The Headman had looked at her astonished. “Did not the women tell thee what to do, what herbs to use, that thou should not have a child by him?”

“Yes, Tuan Abu, assuredly. But I wanted his child.”

Then Tuan Abu had become angry and had said: “This is a bad thing, N’ai. The blood of East and blood of West should not mix, for thou would have a tormented child that is half of our world and half of his. Neither of each, neither of both.”

“I know, Father. But I want his child, I want his child.”

“Thou hast done a bad thing,” Tuan Abu had said angrily. “You will go to Buluda and tell her to give thee the drink that will take away the child.”

“This I will not do,” she had said firmly.

Then the torrent of his rage had poured over her. “Thou art a wicked woman to disobey. Then think not of thyself but of the child! Why condemn a child to agony, a lifetime of agony, longing for one world or the other world — when neither can be had?”

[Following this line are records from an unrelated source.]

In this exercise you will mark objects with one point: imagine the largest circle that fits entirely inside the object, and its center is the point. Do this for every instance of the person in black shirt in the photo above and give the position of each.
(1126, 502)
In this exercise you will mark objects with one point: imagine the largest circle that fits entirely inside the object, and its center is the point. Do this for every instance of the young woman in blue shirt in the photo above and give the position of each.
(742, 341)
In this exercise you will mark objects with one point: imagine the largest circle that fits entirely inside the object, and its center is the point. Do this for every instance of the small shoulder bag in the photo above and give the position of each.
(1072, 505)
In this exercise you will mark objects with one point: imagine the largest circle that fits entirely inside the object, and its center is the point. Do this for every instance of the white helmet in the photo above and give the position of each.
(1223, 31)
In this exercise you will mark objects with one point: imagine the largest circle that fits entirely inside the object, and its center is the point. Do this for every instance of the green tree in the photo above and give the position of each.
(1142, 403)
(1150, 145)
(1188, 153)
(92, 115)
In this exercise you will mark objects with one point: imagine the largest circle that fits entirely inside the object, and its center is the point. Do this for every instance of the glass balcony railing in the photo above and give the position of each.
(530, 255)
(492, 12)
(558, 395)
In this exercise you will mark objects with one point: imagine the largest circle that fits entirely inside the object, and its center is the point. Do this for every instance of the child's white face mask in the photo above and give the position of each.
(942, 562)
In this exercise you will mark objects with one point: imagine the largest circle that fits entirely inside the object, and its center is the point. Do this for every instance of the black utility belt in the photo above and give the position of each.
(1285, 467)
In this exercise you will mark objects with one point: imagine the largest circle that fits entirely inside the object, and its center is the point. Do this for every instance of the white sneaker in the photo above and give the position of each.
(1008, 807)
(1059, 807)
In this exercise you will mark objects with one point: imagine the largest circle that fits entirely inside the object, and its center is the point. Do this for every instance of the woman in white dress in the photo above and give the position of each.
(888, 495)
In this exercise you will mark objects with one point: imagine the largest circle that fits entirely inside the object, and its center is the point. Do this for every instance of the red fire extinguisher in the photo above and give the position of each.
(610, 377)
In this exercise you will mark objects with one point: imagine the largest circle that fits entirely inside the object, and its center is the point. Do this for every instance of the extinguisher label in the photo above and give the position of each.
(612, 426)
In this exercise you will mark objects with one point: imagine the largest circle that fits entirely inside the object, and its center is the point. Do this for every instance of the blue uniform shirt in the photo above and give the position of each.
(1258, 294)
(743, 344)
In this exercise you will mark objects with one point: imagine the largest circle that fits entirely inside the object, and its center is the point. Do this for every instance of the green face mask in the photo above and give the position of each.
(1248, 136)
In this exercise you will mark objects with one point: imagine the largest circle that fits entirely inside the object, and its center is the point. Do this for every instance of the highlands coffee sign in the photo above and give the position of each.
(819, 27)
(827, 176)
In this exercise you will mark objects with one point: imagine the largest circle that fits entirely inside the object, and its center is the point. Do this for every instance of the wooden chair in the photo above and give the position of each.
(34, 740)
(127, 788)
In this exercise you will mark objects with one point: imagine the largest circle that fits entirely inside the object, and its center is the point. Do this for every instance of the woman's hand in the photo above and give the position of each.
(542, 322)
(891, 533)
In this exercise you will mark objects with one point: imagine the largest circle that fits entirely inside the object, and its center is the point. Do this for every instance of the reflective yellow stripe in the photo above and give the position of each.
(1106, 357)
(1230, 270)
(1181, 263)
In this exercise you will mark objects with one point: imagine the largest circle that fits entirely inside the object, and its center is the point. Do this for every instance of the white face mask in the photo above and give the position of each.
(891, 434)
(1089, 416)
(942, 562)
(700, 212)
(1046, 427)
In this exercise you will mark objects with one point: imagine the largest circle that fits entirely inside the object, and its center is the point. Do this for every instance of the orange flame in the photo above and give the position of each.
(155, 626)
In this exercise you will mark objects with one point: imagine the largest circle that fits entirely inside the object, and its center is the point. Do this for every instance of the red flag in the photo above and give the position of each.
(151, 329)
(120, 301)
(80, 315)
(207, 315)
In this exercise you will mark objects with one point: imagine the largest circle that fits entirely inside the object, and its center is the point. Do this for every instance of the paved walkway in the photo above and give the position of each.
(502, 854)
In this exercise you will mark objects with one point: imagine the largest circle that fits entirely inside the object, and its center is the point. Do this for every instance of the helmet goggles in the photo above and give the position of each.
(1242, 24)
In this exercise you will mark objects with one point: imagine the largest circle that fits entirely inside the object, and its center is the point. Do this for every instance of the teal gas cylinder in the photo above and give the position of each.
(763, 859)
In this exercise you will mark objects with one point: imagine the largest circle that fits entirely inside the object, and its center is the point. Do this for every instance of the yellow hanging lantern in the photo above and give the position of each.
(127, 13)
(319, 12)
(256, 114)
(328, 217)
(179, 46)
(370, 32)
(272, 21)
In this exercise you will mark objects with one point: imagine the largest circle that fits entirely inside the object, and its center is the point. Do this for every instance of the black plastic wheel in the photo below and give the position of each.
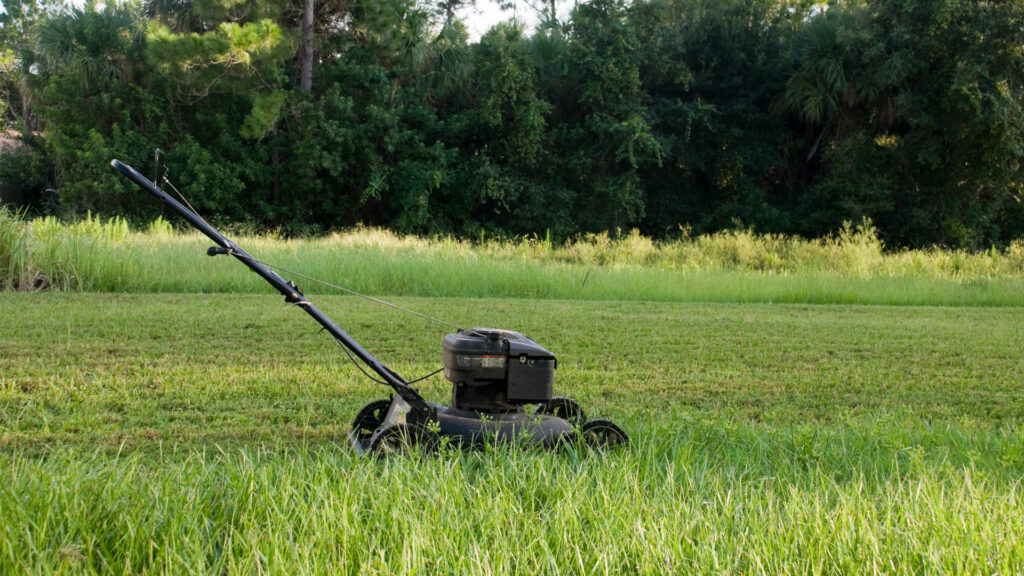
(369, 418)
(564, 408)
(402, 439)
(603, 434)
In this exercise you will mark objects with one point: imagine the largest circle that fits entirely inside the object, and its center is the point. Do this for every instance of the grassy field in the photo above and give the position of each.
(206, 434)
(729, 266)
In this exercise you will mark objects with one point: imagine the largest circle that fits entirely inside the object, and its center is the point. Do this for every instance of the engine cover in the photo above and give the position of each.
(497, 370)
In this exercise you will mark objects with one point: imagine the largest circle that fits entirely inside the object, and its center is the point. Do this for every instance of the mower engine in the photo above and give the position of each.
(497, 370)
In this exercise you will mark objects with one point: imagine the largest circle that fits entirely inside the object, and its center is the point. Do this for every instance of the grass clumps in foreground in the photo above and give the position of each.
(206, 434)
(736, 265)
(698, 496)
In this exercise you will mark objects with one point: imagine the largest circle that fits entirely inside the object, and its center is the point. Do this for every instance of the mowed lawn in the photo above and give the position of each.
(203, 434)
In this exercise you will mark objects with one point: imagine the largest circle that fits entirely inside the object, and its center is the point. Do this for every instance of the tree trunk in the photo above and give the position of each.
(28, 116)
(306, 60)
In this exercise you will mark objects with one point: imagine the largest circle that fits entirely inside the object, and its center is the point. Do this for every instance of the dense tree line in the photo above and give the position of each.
(782, 116)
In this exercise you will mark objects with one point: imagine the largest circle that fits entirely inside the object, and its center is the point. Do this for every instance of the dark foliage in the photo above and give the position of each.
(653, 114)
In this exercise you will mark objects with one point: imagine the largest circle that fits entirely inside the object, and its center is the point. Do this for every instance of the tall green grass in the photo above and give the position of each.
(737, 265)
(206, 435)
(692, 496)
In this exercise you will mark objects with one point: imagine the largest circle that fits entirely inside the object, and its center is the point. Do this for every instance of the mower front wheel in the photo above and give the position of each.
(402, 439)
(603, 434)
(369, 419)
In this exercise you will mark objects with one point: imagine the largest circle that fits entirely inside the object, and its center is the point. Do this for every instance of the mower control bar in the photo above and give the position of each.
(288, 289)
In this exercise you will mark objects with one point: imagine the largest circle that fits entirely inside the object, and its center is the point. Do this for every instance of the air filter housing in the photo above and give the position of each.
(497, 370)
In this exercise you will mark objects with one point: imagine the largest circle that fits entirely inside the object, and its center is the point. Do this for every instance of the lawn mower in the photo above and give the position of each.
(495, 375)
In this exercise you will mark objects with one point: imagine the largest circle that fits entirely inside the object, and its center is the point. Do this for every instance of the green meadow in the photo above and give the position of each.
(165, 413)
(206, 434)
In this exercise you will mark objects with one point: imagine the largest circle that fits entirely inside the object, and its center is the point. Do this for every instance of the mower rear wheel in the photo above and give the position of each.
(402, 439)
(603, 434)
(369, 419)
(564, 408)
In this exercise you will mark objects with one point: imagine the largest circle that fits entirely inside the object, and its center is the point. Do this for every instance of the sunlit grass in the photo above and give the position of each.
(852, 268)
(206, 434)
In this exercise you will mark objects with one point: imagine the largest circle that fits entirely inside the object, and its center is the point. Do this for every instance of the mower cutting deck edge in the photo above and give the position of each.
(495, 374)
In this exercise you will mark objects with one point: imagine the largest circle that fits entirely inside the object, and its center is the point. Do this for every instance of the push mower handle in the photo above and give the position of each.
(288, 289)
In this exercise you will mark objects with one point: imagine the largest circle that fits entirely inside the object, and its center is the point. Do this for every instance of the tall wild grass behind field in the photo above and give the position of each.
(852, 266)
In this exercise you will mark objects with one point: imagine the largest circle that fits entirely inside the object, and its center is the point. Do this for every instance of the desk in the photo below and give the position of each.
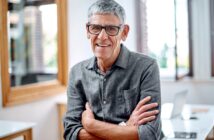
(11, 129)
(203, 125)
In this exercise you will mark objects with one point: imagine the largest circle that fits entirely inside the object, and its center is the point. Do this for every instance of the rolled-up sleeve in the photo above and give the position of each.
(75, 107)
(150, 86)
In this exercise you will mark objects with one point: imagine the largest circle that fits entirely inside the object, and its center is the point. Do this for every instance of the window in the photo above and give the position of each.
(165, 35)
(33, 49)
(212, 34)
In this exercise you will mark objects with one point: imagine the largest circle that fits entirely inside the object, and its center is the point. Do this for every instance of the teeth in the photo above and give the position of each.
(102, 45)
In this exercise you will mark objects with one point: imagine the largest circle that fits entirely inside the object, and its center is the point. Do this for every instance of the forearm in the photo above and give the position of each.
(84, 135)
(110, 131)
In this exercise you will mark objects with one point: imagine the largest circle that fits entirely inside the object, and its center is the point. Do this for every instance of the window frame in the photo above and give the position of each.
(141, 42)
(212, 36)
(28, 93)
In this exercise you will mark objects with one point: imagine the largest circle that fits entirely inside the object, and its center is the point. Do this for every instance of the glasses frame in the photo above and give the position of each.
(104, 27)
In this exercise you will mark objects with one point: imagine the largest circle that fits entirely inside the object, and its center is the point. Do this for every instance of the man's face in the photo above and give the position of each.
(104, 46)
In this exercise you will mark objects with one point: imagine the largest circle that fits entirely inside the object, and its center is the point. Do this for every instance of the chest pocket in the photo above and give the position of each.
(131, 98)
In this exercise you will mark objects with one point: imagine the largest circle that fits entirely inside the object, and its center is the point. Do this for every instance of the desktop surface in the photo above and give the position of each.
(195, 122)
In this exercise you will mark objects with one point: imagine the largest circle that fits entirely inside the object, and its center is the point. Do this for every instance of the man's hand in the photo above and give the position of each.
(141, 113)
(87, 116)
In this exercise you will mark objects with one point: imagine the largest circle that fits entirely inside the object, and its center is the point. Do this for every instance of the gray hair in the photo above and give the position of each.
(107, 7)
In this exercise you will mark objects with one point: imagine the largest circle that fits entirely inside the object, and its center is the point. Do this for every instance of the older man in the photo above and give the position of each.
(115, 94)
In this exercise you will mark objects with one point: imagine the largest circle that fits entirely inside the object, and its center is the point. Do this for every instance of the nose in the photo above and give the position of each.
(103, 35)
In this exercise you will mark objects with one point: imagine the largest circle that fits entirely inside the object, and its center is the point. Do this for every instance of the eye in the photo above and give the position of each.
(112, 29)
(95, 28)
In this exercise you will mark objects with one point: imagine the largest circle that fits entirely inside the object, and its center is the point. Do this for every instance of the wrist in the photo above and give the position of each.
(88, 125)
(122, 124)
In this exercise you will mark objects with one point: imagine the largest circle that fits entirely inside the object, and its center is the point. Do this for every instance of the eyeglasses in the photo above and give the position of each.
(111, 30)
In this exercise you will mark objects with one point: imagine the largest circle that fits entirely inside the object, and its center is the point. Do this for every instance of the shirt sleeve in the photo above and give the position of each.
(75, 107)
(150, 86)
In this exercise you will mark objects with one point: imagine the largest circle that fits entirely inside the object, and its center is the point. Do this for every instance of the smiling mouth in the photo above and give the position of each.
(102, 45)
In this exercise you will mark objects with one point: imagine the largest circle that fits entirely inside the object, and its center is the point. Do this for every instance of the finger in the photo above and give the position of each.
(148, 114)
(142, 102)
(87, 106)
(146, 120)
(147, 107)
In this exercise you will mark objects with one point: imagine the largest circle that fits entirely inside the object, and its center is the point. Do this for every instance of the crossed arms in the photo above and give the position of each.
(97, 130)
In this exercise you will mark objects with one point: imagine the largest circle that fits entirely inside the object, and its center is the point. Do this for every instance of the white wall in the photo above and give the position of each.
(44, 112)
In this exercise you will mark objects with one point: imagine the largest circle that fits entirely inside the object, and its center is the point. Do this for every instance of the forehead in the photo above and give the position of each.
(104, 19)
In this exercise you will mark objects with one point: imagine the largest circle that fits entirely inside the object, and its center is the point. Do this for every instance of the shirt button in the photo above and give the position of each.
(104, 102)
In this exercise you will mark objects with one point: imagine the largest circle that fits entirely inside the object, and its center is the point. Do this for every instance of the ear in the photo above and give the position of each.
(125, 32)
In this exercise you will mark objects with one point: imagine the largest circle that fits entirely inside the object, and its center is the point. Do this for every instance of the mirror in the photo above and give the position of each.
(33, 49)
(32, 36)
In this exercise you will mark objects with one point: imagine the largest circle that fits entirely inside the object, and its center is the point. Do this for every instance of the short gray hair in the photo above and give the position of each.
(107, 7)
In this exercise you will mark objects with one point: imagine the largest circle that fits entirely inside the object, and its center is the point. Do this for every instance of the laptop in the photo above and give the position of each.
(176, 108)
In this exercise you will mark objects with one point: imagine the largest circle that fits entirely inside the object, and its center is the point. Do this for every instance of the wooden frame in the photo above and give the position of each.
(17, 95)
(27, 134)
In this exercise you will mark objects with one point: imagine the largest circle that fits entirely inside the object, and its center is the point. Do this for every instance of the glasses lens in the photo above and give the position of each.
(112, 30)
(95, 29)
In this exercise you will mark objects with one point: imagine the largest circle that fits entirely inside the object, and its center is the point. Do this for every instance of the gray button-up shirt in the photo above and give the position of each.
(113, 96)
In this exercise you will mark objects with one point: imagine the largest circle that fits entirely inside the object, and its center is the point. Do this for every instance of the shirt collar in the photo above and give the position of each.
(121, 61)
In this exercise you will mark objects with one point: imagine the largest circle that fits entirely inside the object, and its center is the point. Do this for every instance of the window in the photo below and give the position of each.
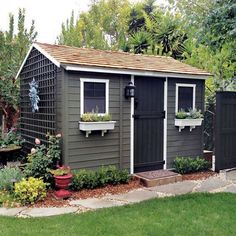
(185, 97)
(94, 95)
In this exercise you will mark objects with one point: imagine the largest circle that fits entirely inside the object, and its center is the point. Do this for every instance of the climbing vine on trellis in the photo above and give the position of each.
(33, 94)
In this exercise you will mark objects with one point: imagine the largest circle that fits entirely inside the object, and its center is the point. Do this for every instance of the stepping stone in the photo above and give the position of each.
(212, 184)
(134, 196)
(230, 189)
(176, 188)
(11, 211)
(95, 203)
(48, 211)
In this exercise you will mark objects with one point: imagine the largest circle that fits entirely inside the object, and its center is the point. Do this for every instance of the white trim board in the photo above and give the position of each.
(133, 72)
(132, 131)
(177, 94)
(82, 80)
(165, 122)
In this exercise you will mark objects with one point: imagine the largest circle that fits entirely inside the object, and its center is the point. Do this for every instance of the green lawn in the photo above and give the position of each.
(195, 214)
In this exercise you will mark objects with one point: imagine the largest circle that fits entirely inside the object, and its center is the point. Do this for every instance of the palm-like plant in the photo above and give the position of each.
(140, 41)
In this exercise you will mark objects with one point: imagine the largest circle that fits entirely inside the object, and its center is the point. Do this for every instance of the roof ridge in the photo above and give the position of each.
(106, 51)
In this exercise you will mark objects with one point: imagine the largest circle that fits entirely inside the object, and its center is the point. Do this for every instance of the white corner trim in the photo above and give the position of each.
(165, 122)
(105, 81)
(132, 131)
(177, 94)
(133, 72)
(35, 45)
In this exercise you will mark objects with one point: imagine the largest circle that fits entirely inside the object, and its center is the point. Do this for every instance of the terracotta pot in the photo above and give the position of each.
(63, 181)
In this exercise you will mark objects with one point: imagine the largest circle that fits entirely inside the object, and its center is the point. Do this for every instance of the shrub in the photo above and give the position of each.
(30, 190)
(103, 176)
(8, 176)
(184, 165)
(12, 138)
(42, 159)
(7, 199)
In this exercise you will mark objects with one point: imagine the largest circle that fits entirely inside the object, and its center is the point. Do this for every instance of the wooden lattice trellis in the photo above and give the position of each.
(38, 124)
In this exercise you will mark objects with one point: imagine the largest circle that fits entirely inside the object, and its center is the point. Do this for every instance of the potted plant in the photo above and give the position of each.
(192, 118)
(62, 176)
(93, 121)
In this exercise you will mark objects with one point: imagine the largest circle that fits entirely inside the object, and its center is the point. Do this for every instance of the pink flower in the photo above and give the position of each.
(37, 141)
(58, 136)
(33, 150)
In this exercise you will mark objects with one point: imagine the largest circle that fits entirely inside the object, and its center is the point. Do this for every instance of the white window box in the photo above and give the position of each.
(88, 127)
(192, 123)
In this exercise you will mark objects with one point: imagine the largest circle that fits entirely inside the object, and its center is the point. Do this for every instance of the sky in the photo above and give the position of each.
(48, 14)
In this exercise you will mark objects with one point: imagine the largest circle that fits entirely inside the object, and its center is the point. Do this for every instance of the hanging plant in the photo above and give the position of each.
(33, 94)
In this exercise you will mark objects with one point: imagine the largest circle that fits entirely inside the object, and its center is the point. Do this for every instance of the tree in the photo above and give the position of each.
(219, 26)
(14, 47)
(104, 26)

“I want his child,” she had said stubbornly.

“This will not be!”

“Yes it will, Father. Be patient with me.” She had stopped and collected her words. “When my beloved went away he walked past the paddy and into the jungle. I followed secretly, obeying thy orders, but I wanted to see what would come to pass with him. He took off the village clothes and put on his own. Then he walked the road until a Japanese patrol met him. There was an officer with them and he questioned my beloved. My man said that he had been wandering the jungles for months, stealing food as he could, and he denied that he had ever lived in any village. He said that he had come from the west, and not the east where our village lay. The officer asked about the darkened color of his skin, and my beloved said that his own skin was deeply pigmented, and this, with the force of the sun, had made him darker than an Englishman should be.

“The officer gave him a cigarette and after they had talked about many things, the officer said, ‘As thou art an officer, thou hast lost face to be captured alive by the enemy. I will save thy loss of honor. I will help thee. I will let thee use my sacred dagger to commit hari kiri. Then thou wilt die honored.’

“My beloved hid his fear and said, ‘Why should you do this for me?’

“‘Because thou art the Samurai rank of England. I do this for I admire thy bravery and it is not fitting for a brave man to suffer the dishonor of capture.’

“For many minutes my beloved argued for his life, saying that by their code, the English code, that hari kiri was dishonor. Then the officer became angry and spat on my beloved and berated him. Finally the officer said, ‘Thou art a pig without honor. Therefore thou can die like the pig thou art,’ and they put iron manacles on his hands and took him away.”

She had stopped, the tears silently sweeping her cheeks. Then she had said with quiet strength, “So my beloved is dead. It is only right that his seed should live. It is right that a man should have a son to follow him. Even if the son is half of his world and half of ours.”

“Perhaps he has sons in his homeland,” the old man had said compassionately.

“No, Father, he has none. This is why I did not wish to stop the birthing of his child. Our son will be called Tua, which is almost Tuan, which is the title of respect.”

Then Tuan Abu had touched her forehead and blessed her, and said, “Against my knowledge, let the child be born. Perhaps it will be a girl child. For a girl it is not quite so bad to have East and West within her.”